Lysis of Erythrocytes by Silicate Minerals1

D. W. Oscarson, G. E. Van Scoyoc and J. L. Ahlrichs
Department of Agronomy, Purdue University West Lafayette, Indiana 47907
1 Journal paper 7795, Purdue University Agricultural Experiment Station.

Abstract: In vitro studies of the destruction (lysis) of bovine red blood cells (erythrocytes) by some silicate minerals showed the reaction to be complete in less than 1 hr and very destructive to the cell membrane. The activity as lysing agents was found to be in the order smectites > silica > palygorskite ≃ sepiolite > chrysotile > kaolinite. Different compositions (Fe, Al, Mg, Li, vacancy) of the octahedral sheet of the smectite and fibrous clay minerals did not appreciably alter their hemolytic activity.
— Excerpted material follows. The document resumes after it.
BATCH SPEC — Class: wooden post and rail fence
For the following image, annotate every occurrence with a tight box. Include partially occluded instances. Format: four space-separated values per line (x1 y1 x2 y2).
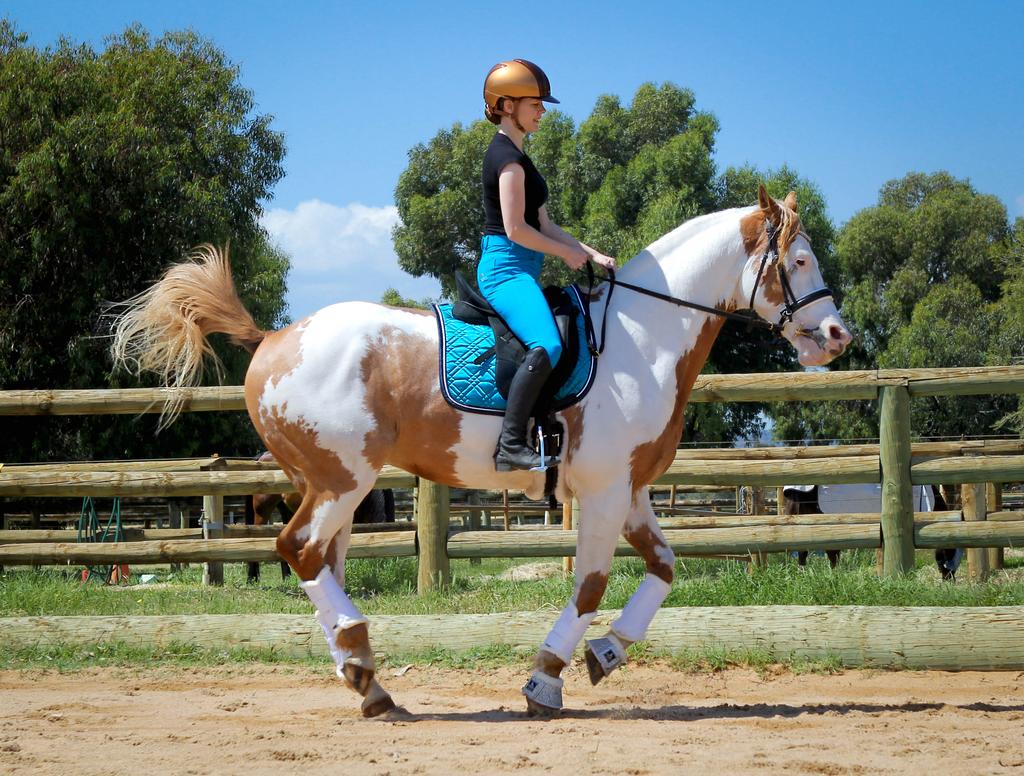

The most active particle size range for kaolinite and montmorillonite was 0.2–2 µm. Structural folding of palygorskite reduced lysis suggesting that edge surfaces and silanol groups are important in this process. Aluminum oxides and hydroxides caused no lysis, and coatings of positively charged aluminum-hydroxy polymers on montmorillonite, silica, palygorskite, and kaolinite significantly reduced lysis.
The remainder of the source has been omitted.